Settings can be specified at the embedder level (applied to all calls) or per-call:
```python {title="embedding_settings.py"}
from pydantic_ai import Embedder
from pydantic_ai.embeddings import EmbeddingSettings
# Default settings for all calls
embedder = Embedder(
'openai:text-embedding-3-small',
settings=EmbeddingSettings(dimensions=512),
)
async def main():
# Override for a specific call
result = await embedder.embed_query(
'Hello world',
settings=EmbeddingSettings(dimensions=256),
)
print(len(result.embeddings[0]))
#> 1536
```
_(This example is complete, it can be run "as is" — you'll need to add `asyncio.run(main())` to run `main`)_
## Token Counting
You can check token counts before embedding to avoid exceeding model limits:
```python {title="token_counting.py"}
from pydantic_ai import Embedder
embedder = Embedder('openai:text-embedding-3-small')
async def main():
text = 'Hello world, this is a test.'
# Count tokens in text
token_count = await embedder.count_tokens(text)
print(f'Tokens: {token_count}')
#> Tokens: 7
# Check model's maximum input tokens (returns None if unknown)
max_tokens = await embedder.max_input_tokens()
print(f'Max tokens: {max_tokens}')
#> Max tokens: 1024
```
_(This example is complete, it can be run "as is" — you'll need to add `asyncio.run(main())` to run `main`)_
## Testing
Use [`TestEmbeddingModel`][pydantic_ai.embeddings.TestEmbeddingModel] for testing without making API calls:
```python {title="testing_embeddings.py"}
from pydantic_ai import Embedder
from pydantic_ai.embeddings import TestEmbeddingModel
async def test_my_rag_system():
embedder = Embedder('openai:text-embedding-3-small')
test_model = TestEmbeddingModel()
with embedder.override(model=test_model):
result = await embedder.embed_query('test query')
# TestEmbeddingModel returns deterministic embeddings
assert result.embeddings[0] == [1.0] * 8
# Check what settings were used
assert test_model.last_settings is not None
```
## Instrumentation
Enable OpenTelemetry instrumentation for debugging and monitoring:
```python {title="instrumented_embeddings.py"}
import logfire
from pydantic_ai import Embedder
logfire.configure()
# Instrument a specific embedder
embedder = Embedder('openai:text-embedding-3-small', instrument=True)
# Or instrument all embedders globally
Embedder.instrument_all()
```
See the [Debugging and Monitoring guide](logfire.md) for more details on using Logfire with Pydantic AI.

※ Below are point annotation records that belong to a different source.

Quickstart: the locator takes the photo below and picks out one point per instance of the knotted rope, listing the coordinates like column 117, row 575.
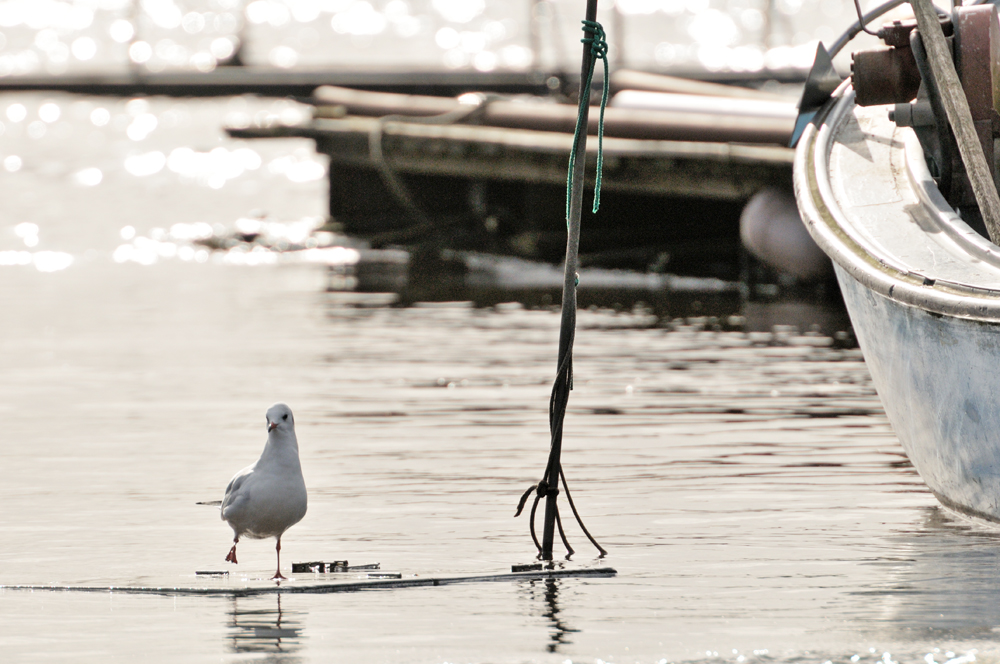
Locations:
column 598, row 51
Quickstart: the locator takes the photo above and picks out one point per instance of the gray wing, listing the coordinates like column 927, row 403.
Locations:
column 234, row 496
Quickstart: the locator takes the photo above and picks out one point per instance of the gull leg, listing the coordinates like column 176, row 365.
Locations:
column 231, row 557
column 277, row 575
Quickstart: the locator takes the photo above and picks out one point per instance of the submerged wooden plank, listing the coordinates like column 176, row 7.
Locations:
column 323, row 588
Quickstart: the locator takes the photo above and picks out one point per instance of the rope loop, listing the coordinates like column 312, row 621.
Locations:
column 597, row 39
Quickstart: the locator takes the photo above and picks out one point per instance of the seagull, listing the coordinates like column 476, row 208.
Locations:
column 269, row 497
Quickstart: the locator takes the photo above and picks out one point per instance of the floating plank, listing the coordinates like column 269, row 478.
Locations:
column 718, row 171
column 336, row 587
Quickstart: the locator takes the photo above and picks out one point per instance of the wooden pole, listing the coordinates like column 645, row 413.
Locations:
column 956, row 107
column 568, row 326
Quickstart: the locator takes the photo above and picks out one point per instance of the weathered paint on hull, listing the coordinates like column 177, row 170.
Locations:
column 937, row 380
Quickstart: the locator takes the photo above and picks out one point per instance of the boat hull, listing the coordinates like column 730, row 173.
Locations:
column 922, row 289
column 933, row 375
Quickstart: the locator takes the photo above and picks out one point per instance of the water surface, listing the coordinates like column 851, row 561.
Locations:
column 746, row 484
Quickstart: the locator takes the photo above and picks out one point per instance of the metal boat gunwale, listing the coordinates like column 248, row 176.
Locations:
column 832, row 230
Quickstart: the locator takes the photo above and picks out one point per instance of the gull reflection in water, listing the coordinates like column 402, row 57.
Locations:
column 258, row 626
column 546, row 593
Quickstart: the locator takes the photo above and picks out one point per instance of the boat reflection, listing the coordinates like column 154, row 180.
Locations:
column 258, row 625
column 942, row 580
column 544, row 594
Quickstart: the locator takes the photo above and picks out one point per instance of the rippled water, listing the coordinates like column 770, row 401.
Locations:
column 746, row 483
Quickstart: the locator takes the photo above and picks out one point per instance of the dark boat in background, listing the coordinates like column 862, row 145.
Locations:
column 483, row 172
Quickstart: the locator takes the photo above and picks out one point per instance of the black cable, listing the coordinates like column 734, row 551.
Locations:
column 946, row 140
column 858, row 25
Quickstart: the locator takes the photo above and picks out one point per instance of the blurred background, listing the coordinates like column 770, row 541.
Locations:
column 689, row 36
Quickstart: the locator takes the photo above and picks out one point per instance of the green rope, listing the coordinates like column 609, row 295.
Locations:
column 598, row 51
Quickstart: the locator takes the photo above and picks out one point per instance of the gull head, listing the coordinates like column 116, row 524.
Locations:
column 279, row 417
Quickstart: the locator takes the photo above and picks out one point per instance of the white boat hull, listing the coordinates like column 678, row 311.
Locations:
column 935, row 377
column 923, row 293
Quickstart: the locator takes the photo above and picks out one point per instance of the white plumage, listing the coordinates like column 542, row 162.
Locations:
column 268, row 497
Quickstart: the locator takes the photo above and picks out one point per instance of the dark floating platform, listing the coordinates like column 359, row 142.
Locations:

## Building Custom Embedding Models
To integrate a custom embedding provider, subclass [`EmbeddingModel`][pydantic_ai.embeddings.EmbeddingModel]:
```python {title="custom_embedding_model.py"}
from collections.abc import Sequence
from pydantic_ai.embeddings import EmbeddingModel, EmbeddingResult, EmbeddingSettings
from pydantic_ai.embeddings.result import EmbedInputType
class MyCustomEmbeddingModel(EmbeddingModel):
@property
def model_name(self) -> str:
return 'my-custom-model'
@property
def system(self) -> str:
return 'my-provider'
async def embed(
self,
inputs: str | Sequence[str],
*,
input_type: EmbedInputType,
settings: EmbeddingSettings | None = None,
) -> EmbeddingResult:
inputs, settings = self.prepare_embed(inputs, settings)
# Call your embedding API here
embeddings = [[0.1, 0.2, 0.3] for _ in inputs] # Placeholder
return EmbeddingResult(
embeddings=embeddings,
inputs=inputs,
input_type=input_type,
model_name=self.model_name,
provider_name=self.system,
)
```
Use [`WrapperEmbeddingModel`][pydantic_ai.embeddings.WrapperEmbeddingModel] if you want to wrap an existing model to add custom behavior like caching or logging.